I think Count Emmupis being a little censorious.

The workhouses may have been as described, but that in itself should not be grounds to write about something else. This is a throw back to Victorian attitudes. Lady Carlyle was similarly censorious about Hardy's Jude the Obscure (' no need to read about these things' or the like, but if you recollect the children did hang themselves, dun because we are too many)

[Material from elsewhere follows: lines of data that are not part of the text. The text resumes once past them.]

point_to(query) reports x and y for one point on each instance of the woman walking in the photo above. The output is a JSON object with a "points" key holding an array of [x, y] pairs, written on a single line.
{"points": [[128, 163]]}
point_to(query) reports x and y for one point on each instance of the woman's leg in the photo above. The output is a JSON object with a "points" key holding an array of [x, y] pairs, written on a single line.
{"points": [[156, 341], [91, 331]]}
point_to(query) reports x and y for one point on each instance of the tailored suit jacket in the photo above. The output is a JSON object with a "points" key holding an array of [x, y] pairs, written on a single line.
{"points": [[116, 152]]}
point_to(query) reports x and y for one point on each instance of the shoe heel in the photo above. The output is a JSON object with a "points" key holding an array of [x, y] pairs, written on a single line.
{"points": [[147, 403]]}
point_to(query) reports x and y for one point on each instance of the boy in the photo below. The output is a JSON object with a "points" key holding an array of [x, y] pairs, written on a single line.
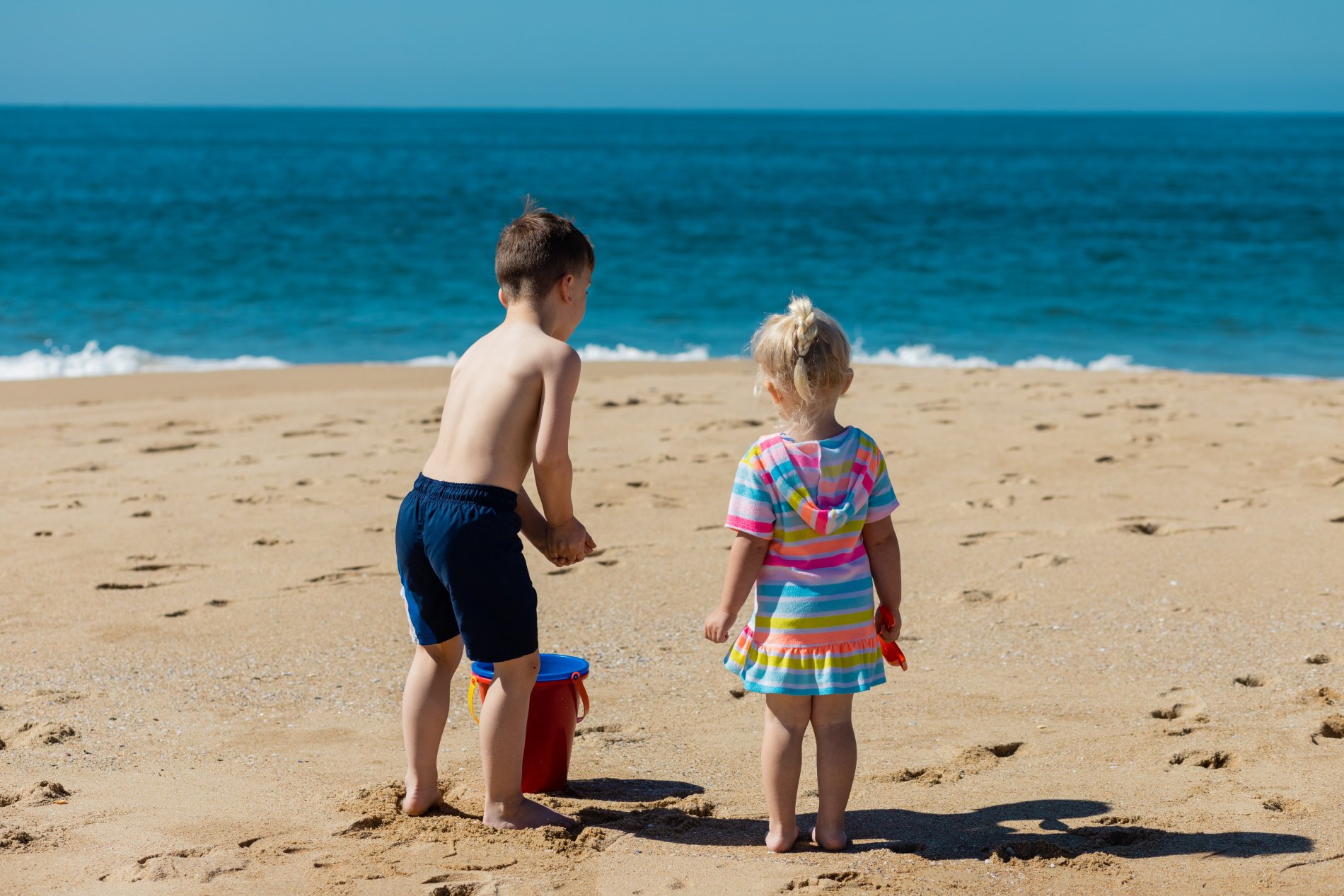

If only nice things happened in novels then we would never have had Dickens.
dreamer, I think you just have to invent a 'voice' for the character - nobody really knows exactly what they spoke like (Dickens may be as good a guide as any). Obviously you have to avoid anachronisms - no saying 'gimme five, bro!' because everyone knows, or feels, that this is modern - so your question was a good one. But apart from that it's up to the novelist to make it 'sound' plausible. Good luck!
I wasn't asking the questioner to write about something else, Mr Pedant - merely reqesting sympathy for the poor, benighted victims condemned to the horrors of the workhouse.

I inferred, (perhaps in hindsight erroneously), that the writer was a little scornful of the innocent victims of Victorian wealth disparity.

I don't understand the relevance of adressing a workhouse resident as "Workus" or "Urchin" to the original question about the familiarity or otherwise of such a resident with the word"Bum" either!